The United Nations high commissioner on human rights is looking into whether Zwarte Piet, considered an essential part of the Sinterklaas festivities, is a racist stereotype, the NRC reports.
In a letter to the Dutch government in January, the body stated that according to information it has received ‘the character and image of Black Pete perpetuate a stereotyped image of African people as second class citizens, fostering an underlying sense of inferiority in Dutch society’.
The letter also hints that the character of Black Pete may undermine the Netherlands’ efforts to have the Sinterklaas celebrations recognised as part of the official Unesco immaterial cultural heritage listings. It ends by asking the Netherlands to answer five key questions about the tradition and the public debate.

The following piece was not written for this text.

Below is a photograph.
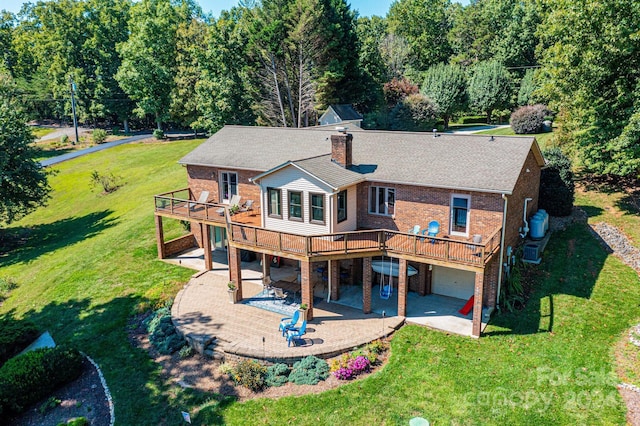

The letter was replied to by the Dutch ambassador to the UN, Roderick van Schreven. In his answer, dated July, the ambassador says the Netherlands has not applied to have Sinterklaas included on the UN’s cultural heritage list and that the government is aware ‘Black Pete’ is considered offensive by some people.
The government regards Sinterklaas as a children’s festival with a ‘focus on Sinterklaas who hands out presents’, the ambassador states.
The NRC says the UN officials will discuss the Dutch response to their letter at the end of November.
Prime minister Mark Rutte was asked for his opinion about the ongoing Zwarte Piet debate by reporters on Friday and said he does not consider it an issue for the government. In Amsterdam, activists are trying to stop the traditional Sinterklaas procession because of the inclusion of Zwarte Piet.